The final step of the four is merging new changes into a project’s larger codebase. Aqua and Checkmarx run security scans during the test and merge steps to catch security vulnerabilities before they are introduced. CircleCI and Buildkite automate testing and enable continuous integration of new changes with hosted test and build platforms.

This category is defined by hosted solutions rather than open source, as the test and build step is more compute-intensive and environment dependent than steps earlier in the lifecycle.

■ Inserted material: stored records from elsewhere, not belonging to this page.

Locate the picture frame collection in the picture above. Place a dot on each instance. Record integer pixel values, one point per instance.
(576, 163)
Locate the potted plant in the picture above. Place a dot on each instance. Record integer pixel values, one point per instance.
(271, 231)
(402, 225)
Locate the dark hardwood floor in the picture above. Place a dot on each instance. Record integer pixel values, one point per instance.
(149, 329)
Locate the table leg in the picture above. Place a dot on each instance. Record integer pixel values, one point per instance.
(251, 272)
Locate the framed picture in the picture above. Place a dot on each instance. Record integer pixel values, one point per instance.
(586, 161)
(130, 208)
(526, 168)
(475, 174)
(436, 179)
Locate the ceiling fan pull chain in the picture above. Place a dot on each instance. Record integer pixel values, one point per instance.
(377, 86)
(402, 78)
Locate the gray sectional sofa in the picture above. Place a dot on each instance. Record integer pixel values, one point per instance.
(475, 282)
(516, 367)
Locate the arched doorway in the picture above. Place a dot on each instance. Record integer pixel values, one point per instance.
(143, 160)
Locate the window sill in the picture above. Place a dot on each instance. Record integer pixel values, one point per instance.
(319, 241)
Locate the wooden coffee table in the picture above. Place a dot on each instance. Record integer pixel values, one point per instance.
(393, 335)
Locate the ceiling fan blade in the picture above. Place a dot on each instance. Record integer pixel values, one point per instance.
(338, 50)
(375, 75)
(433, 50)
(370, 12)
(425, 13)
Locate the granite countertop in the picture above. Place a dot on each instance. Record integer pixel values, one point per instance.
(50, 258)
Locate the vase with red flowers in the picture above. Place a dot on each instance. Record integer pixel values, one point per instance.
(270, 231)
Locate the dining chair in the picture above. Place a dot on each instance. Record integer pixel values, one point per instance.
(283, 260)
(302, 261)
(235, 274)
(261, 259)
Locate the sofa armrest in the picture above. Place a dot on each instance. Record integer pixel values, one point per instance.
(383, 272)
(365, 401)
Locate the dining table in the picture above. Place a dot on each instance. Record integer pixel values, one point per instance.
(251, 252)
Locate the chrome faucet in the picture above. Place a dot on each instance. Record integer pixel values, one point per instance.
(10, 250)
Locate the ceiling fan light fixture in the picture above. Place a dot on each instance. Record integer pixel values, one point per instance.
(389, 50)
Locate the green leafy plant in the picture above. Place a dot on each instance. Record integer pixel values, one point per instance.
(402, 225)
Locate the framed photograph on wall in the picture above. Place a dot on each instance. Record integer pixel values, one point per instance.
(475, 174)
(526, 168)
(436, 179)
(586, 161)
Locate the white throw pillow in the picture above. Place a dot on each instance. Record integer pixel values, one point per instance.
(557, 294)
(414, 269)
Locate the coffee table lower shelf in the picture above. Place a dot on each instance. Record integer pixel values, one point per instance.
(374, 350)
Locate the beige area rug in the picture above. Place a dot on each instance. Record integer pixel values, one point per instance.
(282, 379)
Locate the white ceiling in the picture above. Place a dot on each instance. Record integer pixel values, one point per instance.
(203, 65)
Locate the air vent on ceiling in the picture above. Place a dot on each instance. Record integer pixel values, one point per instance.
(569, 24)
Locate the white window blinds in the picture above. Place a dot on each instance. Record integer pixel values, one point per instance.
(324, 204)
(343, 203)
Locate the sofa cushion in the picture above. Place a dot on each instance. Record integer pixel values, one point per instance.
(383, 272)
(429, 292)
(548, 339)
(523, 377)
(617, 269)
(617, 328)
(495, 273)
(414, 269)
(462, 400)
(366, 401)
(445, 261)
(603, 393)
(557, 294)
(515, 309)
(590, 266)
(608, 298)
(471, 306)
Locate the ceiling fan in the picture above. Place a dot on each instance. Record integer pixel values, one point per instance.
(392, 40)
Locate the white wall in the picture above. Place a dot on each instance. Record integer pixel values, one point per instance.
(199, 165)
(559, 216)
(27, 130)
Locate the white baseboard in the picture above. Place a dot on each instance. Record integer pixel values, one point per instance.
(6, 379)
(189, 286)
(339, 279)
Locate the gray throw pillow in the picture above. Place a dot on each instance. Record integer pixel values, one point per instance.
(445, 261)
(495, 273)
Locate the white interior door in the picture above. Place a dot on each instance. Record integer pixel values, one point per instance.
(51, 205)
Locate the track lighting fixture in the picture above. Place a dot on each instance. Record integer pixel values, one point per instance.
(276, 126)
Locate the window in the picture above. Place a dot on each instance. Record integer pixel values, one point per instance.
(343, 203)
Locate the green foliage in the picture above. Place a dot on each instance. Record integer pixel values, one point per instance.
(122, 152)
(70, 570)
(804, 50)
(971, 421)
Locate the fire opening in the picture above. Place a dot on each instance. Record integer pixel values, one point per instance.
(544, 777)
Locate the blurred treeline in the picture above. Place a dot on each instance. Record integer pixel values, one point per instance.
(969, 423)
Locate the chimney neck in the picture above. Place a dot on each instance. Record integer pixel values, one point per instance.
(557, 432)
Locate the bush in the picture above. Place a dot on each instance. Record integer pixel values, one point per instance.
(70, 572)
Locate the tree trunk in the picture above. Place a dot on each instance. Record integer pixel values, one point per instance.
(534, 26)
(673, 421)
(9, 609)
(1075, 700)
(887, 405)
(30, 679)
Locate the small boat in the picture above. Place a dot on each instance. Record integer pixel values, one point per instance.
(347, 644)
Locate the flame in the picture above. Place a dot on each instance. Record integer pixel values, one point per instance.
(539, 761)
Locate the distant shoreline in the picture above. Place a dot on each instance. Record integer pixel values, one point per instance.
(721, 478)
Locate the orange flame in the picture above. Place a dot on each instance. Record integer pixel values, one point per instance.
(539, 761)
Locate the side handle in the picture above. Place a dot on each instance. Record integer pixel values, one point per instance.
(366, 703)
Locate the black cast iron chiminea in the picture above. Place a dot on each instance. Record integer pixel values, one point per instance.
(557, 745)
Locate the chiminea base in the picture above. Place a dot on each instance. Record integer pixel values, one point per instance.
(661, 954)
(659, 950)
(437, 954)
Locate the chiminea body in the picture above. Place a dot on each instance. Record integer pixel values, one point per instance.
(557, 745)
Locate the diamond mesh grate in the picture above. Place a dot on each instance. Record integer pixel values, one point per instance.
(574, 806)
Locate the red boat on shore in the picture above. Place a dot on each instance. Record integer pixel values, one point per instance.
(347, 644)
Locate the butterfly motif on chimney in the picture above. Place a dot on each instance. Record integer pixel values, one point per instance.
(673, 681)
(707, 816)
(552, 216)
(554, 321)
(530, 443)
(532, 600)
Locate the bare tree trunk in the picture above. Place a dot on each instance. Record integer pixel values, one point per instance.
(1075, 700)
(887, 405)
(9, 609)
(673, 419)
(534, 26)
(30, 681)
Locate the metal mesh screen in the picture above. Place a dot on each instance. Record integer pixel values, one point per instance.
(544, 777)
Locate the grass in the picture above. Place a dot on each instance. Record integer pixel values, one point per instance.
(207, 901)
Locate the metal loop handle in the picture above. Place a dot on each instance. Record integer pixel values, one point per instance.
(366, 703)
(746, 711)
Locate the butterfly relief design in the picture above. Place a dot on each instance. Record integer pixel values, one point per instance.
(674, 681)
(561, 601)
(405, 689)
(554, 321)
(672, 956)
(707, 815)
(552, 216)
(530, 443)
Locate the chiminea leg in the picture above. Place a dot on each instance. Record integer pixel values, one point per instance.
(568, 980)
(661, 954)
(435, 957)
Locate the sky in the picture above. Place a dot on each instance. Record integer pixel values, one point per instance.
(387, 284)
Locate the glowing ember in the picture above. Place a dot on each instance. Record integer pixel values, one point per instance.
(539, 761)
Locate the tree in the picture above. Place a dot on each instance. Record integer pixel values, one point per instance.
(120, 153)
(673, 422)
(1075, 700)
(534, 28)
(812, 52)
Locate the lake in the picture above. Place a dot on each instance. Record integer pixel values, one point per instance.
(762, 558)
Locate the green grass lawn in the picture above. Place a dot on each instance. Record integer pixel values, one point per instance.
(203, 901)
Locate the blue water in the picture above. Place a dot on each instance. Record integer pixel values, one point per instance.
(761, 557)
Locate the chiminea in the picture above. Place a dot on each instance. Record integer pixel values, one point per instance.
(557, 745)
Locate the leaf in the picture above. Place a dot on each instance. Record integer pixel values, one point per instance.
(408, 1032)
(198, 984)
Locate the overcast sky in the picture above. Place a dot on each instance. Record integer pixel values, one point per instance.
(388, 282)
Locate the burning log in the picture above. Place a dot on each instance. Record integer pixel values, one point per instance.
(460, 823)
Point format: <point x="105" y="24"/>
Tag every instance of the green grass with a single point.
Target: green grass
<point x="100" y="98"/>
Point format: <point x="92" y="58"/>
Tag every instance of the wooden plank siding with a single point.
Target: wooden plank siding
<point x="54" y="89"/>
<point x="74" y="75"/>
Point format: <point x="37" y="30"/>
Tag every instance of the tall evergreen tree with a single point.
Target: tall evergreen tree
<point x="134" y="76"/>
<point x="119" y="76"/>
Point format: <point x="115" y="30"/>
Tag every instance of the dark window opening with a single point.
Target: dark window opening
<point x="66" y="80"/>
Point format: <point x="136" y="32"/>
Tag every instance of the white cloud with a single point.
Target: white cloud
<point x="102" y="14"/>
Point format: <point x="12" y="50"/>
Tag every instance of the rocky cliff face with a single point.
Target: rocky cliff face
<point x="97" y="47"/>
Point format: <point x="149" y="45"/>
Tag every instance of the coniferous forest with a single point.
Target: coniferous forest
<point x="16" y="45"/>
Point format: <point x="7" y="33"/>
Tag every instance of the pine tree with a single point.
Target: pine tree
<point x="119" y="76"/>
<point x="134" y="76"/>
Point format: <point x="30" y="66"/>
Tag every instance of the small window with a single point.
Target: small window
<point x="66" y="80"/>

Even with notable winners like CircleCI in the space, the high friction and time-intensive nature of testing and merging new changes represents a large opportunity for more holistic, next-generation tools.

New Opportunities in Dev Tools

With these existing tools in mind, three clear opportunities (among many others) remain for startups to build new kinds of software dev tools and combine tools in new ways to capture market share.

The Shift Left Continues

The phrase shift-left testing was first coined in 2001 and conveys the idea that software should be tested and validated as early as possible in the development lifecycle. In the pre-cloud days when most big software businesses ran on quarterly (or longer) release cycles, the majority of testing occurred after development and shortly before release to customers. Testing earlier and more often has enabled teams to move more quickly as the cloud model gives customers leverage to demand frequent improvements and bug fixes.

Source: https://www.kovair.com/blog/shifting-left-going-beyond-agile-devops-in-sdlc/

While this movement has shifted the bulk of testing and validation to the fourth of the steps I highlighted above (test / merge), opportunity remains for products to move testing even further left towards the coding and review steps of the lifecycle. While previously weeks and months could be wasted by bugs caught prior to a quarterly release, these days an afternoon can be wasted if a new feature is developed with an issue not caught until late in code review, or until tests run in a hosted CI (continuous integration) platform.

Limits will always exist with the class of issues that can be caught via static analysis during coding or review, but AI-powered solutions and deep open source information repositories will broaden what can be discovered and save hours of precious and expensive developer time.

Feedback Loops in the Dev Lifecycle

While a plethora of tools exist to aid in issue tracking and task management, feedback loops between later stages of the dev lifecycle and these platforms are nascent and represent another interesting opportunity. The dev lifecycle shown above remains largely a linear process from left to right, powered by manual developer input into the issue tracking tool. More holistic platforms that feed insights from code or review back into the top of the funnel can enable tool consolidation and gain larger adoption. As the AI-powered solutions discussed in the previous section increase in sophistication and move from a nice-to-have to a must-have, a natural next step will be to transition the linear lifecycle to a circular flywheel.

Vertical Integration Continued

The opportunity for vertical integration along the developer lifecycle is similar to the prior point, but has even greater implications. Widely used platforms like GitHub, GitLab, or Atlassian’s Bitbucket excel with testing and CI, provide simple review features, and have vertically integrated deployment management and performance monitoring features.

The flow state is more difficult to achieve when hopping between multiple tools for different elements of the dev lifecycle. For example, a developer may view Jira for ticket specifications, jump to VSCode to implement, open Confluence docs to ensure adherence to desired coding style, go back to Jira to get the next bit of specification, and so on.

Vertical integration with the earlier parts of the dev lifecycle, especially with coding assist functionality, is a significant opportunity in which a platform could emerge to solve a broader scope of problems and remove the need for developers to hop between tools during their workflows.